What is intriguing me at the end of this, yes, historical week is the way in which opinion writers and columnists are bent on finding a new angle, a new take on the arrival, not merely of a new President, but of a new and delightful family in 1600 Pennsylvania Avenue, Washington DC.  

Scanning today's international press, with the exception of Peggy Noonan in the Wall Street Journal (who, bless her, has simply re-quoted the Inaugural Address with bland interspersed remarks.  Does she actually get paid for doing that?) serious writers are being very creative in their endeavors.  Forget the politics and the initial Obama Presidential Orders for an instant - they are actually talking about Michele, motherhood, the children, schooling, White House playrooms, child internet access, traveling with Dad, and having family fun.

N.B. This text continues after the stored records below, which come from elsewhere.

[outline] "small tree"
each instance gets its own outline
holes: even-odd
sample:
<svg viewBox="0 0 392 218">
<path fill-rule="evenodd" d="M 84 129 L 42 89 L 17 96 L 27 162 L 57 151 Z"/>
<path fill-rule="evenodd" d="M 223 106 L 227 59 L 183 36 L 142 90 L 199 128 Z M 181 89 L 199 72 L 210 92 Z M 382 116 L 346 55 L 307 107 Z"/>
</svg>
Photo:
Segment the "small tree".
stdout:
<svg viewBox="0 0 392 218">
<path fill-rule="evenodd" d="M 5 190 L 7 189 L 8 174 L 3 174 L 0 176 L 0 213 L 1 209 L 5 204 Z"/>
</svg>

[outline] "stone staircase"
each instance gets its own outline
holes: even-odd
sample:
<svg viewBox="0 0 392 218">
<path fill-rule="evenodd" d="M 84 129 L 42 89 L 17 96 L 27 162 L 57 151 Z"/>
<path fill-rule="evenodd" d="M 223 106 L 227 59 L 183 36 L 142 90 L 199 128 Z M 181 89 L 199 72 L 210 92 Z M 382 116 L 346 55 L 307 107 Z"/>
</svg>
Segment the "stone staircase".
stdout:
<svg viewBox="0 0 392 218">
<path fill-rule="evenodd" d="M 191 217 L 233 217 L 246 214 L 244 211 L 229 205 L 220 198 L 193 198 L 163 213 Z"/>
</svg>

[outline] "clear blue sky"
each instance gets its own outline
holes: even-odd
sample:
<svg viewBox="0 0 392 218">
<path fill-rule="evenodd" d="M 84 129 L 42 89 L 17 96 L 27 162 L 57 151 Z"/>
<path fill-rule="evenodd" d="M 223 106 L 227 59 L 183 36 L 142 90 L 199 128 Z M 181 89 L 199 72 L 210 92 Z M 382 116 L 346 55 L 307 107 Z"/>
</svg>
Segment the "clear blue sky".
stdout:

Reportedly, President Obama's first phone call of office was to the President Abbas of the Palestinan Authority of the West Bank.  There is talk of communication with Iran.  There is the thorny issue of the internment camp at Guantanamo Bay.  And did anyone mention the economy?    And, and, and ...  

The list will be endless.  But just for this moment I find it so refreshing that in the big house on the hill there is a happy family, with giggling schoolgirls and a sense of humor - and it is as if we have been freed from a country club mentality and a certain 20th century mind-set ... that we will not regret!